The immortal jellyfish is, true to its name, biologically immortal, capable of reversing its life cycle to perpetually start over.
When the adult forms of the jellies – called jellyfish – are stressed, injured or otherwise in a less than ideal situation, they revert to an earlier stage in their life cycle, becoming a film of cells looking for a place to anchor and grow. into a polyp.
From there, new jellyfish bud, allowing the immortal jellyfish to reproduce asexually and be reborn. And unlike most other jellies which have limited reset abilities before becoming sexually mature, the Immortal Jellyfish can do so even after reproducing sexually as an adult, giving it two different reproductive pathways.
As far as we know, the immortal jellyfish can do this an unlimited number of times – hence its name.
(Note however that it is called immortalnot invincible; they can still totally die. “The fate of anything in the ocean is usually to be eaten at some point,” as Monty Graham, director of the Florida Institute of Oceanography, pointed out to The Wall Street Journal.)
Now researchers from Spain’s University of Oviedo have sequenced the genome of the immortal jellyfish, providing clues as to how it edge of tomorrow‘s himself.
For their study, published in PNAS, the researchers sequenced the genome of jellies at different stages of its life cycle. Next, they compared the sequenced genome of this smaller-than-pink fingernail jelly to the related crimson jelly – but, alas, just as deadly as the rest of us – to unravel the genetic differences that may explain the ability of immortal jellyfish.
“If there was a genetic change during the inversion, that would be significant,” María Pascual-Torner, a marine biologist in Oviedo and co-author of the study, told El País.
In fact, there have been multiple changes to the Immortal Medusa’s genome that make it superior at copying and repairing its DNA over lesser, time-limited creatures. It has twice as many copies of a gene called GLI3, which plays a role in stem cells’ ability to grow into other cells, El País reported.
When the adult forms of jellies – called jellyfish – are stressed, injured or otherwise in a less than ideal situation, they return to an earlier stage in their life cycle.
The immortal jellyfish is also better at maintaining the protective caps at the end of its chromosomes, called telomeres. In other species, including humans, telomeres have been shown to shorten with age.

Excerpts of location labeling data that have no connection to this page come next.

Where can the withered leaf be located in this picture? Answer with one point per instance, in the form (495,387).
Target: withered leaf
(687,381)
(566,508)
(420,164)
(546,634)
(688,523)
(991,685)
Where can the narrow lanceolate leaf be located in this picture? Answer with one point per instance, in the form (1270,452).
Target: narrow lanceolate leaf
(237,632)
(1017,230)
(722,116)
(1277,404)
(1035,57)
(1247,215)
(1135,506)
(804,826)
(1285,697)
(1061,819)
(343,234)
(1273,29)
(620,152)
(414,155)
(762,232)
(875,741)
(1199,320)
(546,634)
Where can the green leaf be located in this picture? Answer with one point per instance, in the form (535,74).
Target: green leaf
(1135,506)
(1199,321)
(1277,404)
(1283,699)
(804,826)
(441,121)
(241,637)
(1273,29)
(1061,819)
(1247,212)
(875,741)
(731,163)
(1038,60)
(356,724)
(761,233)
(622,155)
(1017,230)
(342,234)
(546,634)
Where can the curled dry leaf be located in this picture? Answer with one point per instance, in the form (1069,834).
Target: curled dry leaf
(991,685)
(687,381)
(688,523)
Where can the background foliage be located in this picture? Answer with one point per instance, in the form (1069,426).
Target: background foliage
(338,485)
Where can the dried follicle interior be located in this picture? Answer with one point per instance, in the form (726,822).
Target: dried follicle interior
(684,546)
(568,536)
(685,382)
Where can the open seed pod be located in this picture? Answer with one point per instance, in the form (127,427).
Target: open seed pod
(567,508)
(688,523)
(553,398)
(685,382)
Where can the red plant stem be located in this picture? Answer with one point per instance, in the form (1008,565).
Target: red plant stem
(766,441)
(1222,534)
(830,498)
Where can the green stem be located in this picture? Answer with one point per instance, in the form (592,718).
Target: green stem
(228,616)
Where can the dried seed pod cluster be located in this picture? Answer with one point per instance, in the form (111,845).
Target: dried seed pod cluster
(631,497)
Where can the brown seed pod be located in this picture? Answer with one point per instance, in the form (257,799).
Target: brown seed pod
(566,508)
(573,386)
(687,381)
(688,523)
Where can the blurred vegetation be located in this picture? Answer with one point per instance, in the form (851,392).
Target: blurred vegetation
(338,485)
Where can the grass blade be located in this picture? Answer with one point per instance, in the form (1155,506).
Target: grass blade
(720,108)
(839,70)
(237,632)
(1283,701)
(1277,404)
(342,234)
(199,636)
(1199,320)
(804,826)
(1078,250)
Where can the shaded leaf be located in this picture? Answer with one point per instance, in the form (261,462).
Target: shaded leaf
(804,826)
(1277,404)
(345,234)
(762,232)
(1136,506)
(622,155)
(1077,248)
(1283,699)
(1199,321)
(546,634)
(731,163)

“What makes this animal special is the synergy of all these changes, which make this jellyfish look younger,” Pascual-Torner said.
“The most interesting thing is that it’s not a single molecular pathway… It’s a combination of several of them,” Jan Karlseder, a molecular biologist at the Salk Institute told the WSJ. affiliated with the study.
“If we’re going to look for lifespan extension, we can’t just focus on one pathway. That’s not going to be enough. We need to look at many of them and how they synergize.
Don’t expect these ideas to unleash our own immortality or result in some miracle cosmetic product; rather, the work is to help us better understand the basic mechanisms of aging, with an extreme example.
“We can’t watch it because, hey, we’re going to harvest these jellyfish and turn them into skin cream,” Graham told Reuters. “This is one of those papers that I think will open the door to a new line of study worth pursuing.”